Atlantis and OpenTofu: Building the Future of Open-Source Infrastructure Automation
This blog post is based on the talk 'Atlantis and OpenTofu: The Future of Open-Source IaC' by PePe Amengual (Slalom) and Dylan-Daniel Page (Lambda Labs) at OpenTofu Day Europe 2024 on March 19, 2024. In this presentation, the Atlantis project maintainers discuss the evolution of one of the most popular open-source infrastructure automation tools, its journey toward vendor neutrality, and how it's embracing the OpenTofu ecosystem.
Understanding Atlantis: The IaC Orchestration Pioneer
Atlantis represents a foundational shift in how engineering teams approach Infrastructure as Code (IaC) workflows. Created in 2015 by Luke Kysow and Anubhav Mishra at Hootsuite, Atlantis pioneered the concept of GitOps-style interactions with Terraform through pull request automation. The tool has since evolved into a critical piece of infrastructure for organizations ranging from small startups to enterprises managing hundreds of repositories and thousands of engineers.

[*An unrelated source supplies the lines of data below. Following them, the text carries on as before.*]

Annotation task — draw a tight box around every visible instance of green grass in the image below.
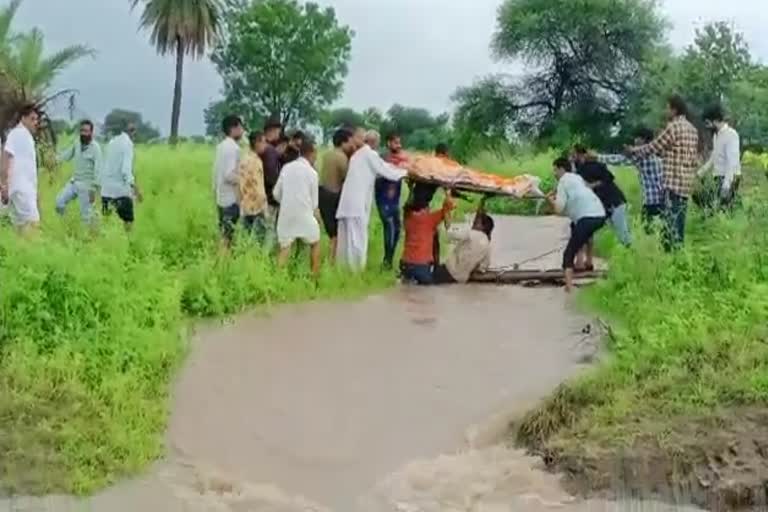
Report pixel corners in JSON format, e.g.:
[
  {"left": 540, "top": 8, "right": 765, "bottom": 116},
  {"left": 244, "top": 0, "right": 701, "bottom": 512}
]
[
  {"left": 513, "top": 159, "right": 768, "bottom": 463},
  {"left": 0, "top": 143, "right": 395, "bottom": 495}
]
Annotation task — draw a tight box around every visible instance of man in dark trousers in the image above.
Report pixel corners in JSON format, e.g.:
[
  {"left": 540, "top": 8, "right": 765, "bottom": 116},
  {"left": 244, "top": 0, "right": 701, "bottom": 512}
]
[
  {"left": 375, "top": 133, "right": 408, "bottom": 269},
  {"left": 259, "top": 117, "right": 283, "bottom": 239},
  {"left": 572, "top": 145, "right": 631, "bottom": 248}
]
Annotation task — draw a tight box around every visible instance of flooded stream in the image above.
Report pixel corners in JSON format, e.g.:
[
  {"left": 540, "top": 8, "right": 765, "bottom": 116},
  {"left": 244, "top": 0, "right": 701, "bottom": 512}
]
[{"left": 2, "top": 217, "right": 704, "bottom": 511}]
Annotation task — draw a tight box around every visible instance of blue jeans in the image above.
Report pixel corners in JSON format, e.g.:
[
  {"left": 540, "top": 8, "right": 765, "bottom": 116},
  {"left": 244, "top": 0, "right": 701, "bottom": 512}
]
[
  {"left": 608, "top": 203, "right": 632, "bottom": 247},
  {"left": 55, "top": 180, "right": 93, "bottom": 223},
  {"left": 401, "top": 263, "right": 433, "bottom": 285},
  {"left": 663, "top": 190, "right": 688, "bottom": 252},
  {"left": 378, "top": 204, "right": 401, "bottom": 268}
]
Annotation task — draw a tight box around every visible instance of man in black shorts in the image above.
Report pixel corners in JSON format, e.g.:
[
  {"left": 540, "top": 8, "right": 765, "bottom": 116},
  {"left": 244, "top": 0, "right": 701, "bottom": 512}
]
[
  {"left": 101, "top": 123, "right": 140, "bottom": 230},
  {"left": 318, "top": 128, "right": 355, "bottom": 262}
]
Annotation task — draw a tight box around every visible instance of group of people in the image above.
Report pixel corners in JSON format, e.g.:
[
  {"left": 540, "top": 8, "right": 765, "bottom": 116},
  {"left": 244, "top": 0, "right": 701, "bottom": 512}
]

At its core, Atlantis serves as an orchestrator that bridges version control systems with infrastructure provisioning tools. Rather than forcing developers to context-switch between multiple interfaces or run commands locally from their laptops, Atlantis brings the entire workflow into the familiar territory of pull requests. This design philosophy—keeping developers in their native VCS interface—has been instrumental to Atlantis's widespread adoption.
The Atlantis Workflow Model
The fundamental Atlantis workflow follows a simple but powerful pattern:
- Create a Pull Request: A developer opens a PR with infrastructure changes
- Autodiscovery: Atlantis automatically detects Terraform/OpenTofu files
- Plan Generation: Atlantis runs a plan and posts the output as a PR comment
- Review and Approval: Team members review the plan within the PR interface
- Apply Infrastructure: Once approved, a simple comment like
atlantis applyprovisions the infrastructure - Merge and Close: The PR is merged, and optionally the source branch is deleted
This workflow solves several critical problems that plague teams scaling their infrastructure automation. When multiple engineers run Terraform commands locally, coordination becomes a nightmare. Questions like "Who applied what?" and "Why is my state locked?" become daily frustrations. Atlantis eliminates these issues by providing centralized orchestration with full audit trails embedded directly in pull request history.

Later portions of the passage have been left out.